Windows Mobile (mostly ARM) and Nokia N800/810/900 (ARM) devices have had Flash for a while. It's typically a version behind the desktop release, but it's the full player,a nd any applet that ran in that version of the player will run on the mobile device.

If it's important to you that your device can play Flash, you have three options: complain to Adobe directly, complain to the device/OS developer, or use a device/OS which already supports it (and has for years). It's obviously not a major technical proble

Re:

[naz404]

When will Flash 10.1 be available for my Android G1 phone?

AIR and Flash Player coming for Android and Mobile Devices [digitalbackcountry.com]. Adobe has been showing demo videos of Flash running on Android phones since last year. This week at the Mobile World Congress in Barcelona, they showed Flash 10.1 and AIR 2.0 running on a whole number of devices. It's running on the Motorola Droid [youtube.com], Google Nexus One [youtube.com] and other new Android phones like the HTC Desire & Legend [yahoo.com].

They've also got it running for Blackberry [webkitchen.be] and Palm Pre [adobe.com]. Symbian has been running Flash Lite for some time now, so you'

In Windows XP

[thethibs]

In the meantime, this will lose them

del /S /Q "C:\Documents and Settings\marc\Application Data\Macromedia\Flash Player\macromedia.com\support\flashplayer\sys\*.*"
rd /S /Q "C:\Documents and Settings\marc\Application Data\Macromedia\Flash Player\macromedia.com\support\flashplayer\sys\"

Re:

[selven]

On Linux, it seems like you need to remove from two places.

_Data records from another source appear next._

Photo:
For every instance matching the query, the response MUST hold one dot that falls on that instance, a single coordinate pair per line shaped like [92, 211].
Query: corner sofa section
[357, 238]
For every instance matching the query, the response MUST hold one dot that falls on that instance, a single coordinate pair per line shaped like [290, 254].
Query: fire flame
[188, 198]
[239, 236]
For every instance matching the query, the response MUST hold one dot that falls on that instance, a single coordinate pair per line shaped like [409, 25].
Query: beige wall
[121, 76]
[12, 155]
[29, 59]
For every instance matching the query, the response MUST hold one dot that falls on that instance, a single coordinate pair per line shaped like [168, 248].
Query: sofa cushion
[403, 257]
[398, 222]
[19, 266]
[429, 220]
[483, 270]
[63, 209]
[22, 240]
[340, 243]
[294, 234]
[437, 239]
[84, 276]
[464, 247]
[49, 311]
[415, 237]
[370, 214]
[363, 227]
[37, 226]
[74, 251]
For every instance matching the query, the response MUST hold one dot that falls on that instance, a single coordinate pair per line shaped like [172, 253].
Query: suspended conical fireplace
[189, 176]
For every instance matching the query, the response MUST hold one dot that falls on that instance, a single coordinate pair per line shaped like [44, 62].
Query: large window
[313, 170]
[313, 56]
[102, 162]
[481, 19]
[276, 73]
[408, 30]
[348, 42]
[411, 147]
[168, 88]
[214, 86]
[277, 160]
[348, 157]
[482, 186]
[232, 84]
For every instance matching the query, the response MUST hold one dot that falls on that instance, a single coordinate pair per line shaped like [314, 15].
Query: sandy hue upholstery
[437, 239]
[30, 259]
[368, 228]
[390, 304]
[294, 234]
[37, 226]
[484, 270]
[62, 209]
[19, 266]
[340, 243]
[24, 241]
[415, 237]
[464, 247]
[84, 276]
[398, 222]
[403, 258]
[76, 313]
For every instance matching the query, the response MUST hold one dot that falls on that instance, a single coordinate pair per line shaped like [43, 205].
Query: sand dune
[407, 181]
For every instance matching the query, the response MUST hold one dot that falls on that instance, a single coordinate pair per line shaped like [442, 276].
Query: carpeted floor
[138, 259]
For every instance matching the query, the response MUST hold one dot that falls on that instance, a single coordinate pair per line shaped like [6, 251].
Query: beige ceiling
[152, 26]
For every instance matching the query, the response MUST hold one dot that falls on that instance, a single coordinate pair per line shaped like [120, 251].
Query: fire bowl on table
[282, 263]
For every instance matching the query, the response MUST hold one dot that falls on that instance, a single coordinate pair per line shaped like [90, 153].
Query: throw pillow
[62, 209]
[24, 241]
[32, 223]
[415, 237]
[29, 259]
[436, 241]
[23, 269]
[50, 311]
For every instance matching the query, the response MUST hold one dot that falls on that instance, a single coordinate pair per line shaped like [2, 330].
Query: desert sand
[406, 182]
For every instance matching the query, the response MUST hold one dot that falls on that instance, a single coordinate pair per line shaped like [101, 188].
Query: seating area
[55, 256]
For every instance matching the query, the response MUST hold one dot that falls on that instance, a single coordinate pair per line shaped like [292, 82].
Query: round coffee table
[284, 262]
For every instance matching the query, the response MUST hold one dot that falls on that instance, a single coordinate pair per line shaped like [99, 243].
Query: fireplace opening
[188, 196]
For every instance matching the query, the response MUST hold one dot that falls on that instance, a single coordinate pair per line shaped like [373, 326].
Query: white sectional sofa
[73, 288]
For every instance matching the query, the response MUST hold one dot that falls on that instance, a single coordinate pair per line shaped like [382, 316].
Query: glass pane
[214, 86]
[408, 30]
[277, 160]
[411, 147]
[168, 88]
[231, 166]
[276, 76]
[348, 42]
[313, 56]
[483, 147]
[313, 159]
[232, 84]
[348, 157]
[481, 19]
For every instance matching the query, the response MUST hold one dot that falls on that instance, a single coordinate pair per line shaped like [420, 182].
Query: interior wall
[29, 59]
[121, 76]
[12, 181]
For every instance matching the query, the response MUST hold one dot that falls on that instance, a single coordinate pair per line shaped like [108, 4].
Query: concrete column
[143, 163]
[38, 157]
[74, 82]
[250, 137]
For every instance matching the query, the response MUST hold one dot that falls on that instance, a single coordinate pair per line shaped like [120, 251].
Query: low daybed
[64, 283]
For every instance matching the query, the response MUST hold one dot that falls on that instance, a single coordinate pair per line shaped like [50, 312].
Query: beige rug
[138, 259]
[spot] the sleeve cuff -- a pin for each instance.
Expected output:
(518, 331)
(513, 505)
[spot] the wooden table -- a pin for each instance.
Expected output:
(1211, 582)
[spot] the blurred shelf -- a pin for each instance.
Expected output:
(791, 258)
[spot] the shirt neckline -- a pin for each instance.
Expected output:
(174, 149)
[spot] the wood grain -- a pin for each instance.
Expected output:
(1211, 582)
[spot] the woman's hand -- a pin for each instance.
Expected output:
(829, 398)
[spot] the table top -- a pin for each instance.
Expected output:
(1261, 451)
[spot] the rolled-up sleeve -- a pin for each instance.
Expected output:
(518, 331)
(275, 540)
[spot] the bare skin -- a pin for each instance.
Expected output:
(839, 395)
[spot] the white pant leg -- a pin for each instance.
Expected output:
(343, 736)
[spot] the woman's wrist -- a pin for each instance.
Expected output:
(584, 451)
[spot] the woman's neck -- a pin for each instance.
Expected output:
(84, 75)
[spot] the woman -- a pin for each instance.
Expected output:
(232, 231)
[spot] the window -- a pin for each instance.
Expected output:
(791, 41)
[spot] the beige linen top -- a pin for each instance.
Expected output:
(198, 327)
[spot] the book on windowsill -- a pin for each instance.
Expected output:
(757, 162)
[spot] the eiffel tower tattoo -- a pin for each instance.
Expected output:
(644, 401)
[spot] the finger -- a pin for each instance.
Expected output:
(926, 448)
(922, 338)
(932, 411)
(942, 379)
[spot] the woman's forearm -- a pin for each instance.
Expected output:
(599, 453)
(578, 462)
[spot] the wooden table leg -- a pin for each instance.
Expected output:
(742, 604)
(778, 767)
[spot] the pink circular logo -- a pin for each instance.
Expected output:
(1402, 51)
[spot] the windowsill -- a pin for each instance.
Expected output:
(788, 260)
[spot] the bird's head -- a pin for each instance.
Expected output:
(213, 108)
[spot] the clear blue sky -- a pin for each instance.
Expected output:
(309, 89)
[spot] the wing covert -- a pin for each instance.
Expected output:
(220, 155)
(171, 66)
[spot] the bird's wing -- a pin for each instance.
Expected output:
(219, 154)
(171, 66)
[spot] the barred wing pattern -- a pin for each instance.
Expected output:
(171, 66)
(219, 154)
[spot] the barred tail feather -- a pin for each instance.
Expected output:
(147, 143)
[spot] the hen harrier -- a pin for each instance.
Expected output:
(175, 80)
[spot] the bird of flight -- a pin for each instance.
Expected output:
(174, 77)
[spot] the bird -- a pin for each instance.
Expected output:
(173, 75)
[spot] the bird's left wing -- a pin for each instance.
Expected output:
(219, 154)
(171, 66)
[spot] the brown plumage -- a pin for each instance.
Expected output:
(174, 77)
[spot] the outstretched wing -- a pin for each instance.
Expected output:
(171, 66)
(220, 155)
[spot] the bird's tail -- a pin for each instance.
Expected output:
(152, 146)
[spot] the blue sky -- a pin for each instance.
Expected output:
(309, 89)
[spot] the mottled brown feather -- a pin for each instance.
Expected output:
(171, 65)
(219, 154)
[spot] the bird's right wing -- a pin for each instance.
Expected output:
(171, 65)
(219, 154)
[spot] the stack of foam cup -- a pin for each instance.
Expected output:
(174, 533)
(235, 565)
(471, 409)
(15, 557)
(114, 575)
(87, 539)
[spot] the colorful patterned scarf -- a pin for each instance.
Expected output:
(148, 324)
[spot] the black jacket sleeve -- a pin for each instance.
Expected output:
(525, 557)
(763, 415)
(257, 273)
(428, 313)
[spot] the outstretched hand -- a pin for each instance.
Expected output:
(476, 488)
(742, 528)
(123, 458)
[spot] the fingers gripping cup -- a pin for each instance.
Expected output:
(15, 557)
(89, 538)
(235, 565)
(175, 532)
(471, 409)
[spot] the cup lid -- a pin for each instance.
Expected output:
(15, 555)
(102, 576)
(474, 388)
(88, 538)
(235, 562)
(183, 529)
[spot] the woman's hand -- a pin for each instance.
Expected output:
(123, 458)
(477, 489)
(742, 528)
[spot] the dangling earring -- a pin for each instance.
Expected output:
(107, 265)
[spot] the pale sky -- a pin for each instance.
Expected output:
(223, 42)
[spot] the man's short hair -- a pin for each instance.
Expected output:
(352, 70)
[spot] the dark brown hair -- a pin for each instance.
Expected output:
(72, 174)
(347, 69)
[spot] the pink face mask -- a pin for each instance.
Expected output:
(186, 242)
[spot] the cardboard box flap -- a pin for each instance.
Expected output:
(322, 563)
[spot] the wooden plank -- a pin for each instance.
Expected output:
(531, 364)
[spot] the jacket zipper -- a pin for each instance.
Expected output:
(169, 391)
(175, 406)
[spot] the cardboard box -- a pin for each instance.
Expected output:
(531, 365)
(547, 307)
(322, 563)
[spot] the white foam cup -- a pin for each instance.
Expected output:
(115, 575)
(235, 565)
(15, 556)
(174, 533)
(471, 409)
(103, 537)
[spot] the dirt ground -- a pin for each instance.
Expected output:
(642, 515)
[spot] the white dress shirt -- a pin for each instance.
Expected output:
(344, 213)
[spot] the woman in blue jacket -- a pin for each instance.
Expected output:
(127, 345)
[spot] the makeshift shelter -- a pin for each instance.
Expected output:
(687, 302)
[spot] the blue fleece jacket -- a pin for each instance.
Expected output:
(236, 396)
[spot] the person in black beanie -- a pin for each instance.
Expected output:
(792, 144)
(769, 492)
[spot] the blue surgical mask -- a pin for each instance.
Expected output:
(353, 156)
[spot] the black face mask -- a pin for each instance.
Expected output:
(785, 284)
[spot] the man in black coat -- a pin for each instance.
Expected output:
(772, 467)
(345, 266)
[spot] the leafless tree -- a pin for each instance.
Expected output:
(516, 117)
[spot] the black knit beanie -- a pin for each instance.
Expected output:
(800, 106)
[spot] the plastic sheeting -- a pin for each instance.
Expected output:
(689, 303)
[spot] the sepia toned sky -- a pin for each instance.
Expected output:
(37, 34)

rm -r ~/.macromedia/Flash_Player/macromedia.com/support/flashplayer/sys/*
rm -r ~/.macromedia/Flash_Player/#SharedObjects/XDNY2S32/*

Although I might be wrong, anyone more knowledgeable want to confirm/deny/add?

Re:

[cbhacking]

Pretty sure you can shorten that path a lot using the APPDATA environment variable, as in
  "%APPDATA%\Macromedia\Flash Player\macromedia.com\support\flashplayer\sys\*"
or something like that. At least use "%USERPROFILE%\Application Data\..."

This is the same Flash

[joeflies]

that everyone's up in a tizzy just because the iPad doesn't support it? Mention iPad, and someone will say "but it doesn't support flash", and for platforms that do support flash, people say they don't want to run it.

the next version of flash is html5

[binarybum]

the next version of flash will be obsolete, dead on arrival. it will be mourned by few.

Re:

[BoppreH]

It's a different issue, but localhost is considered a domain, thus making all local Flash files share cookies.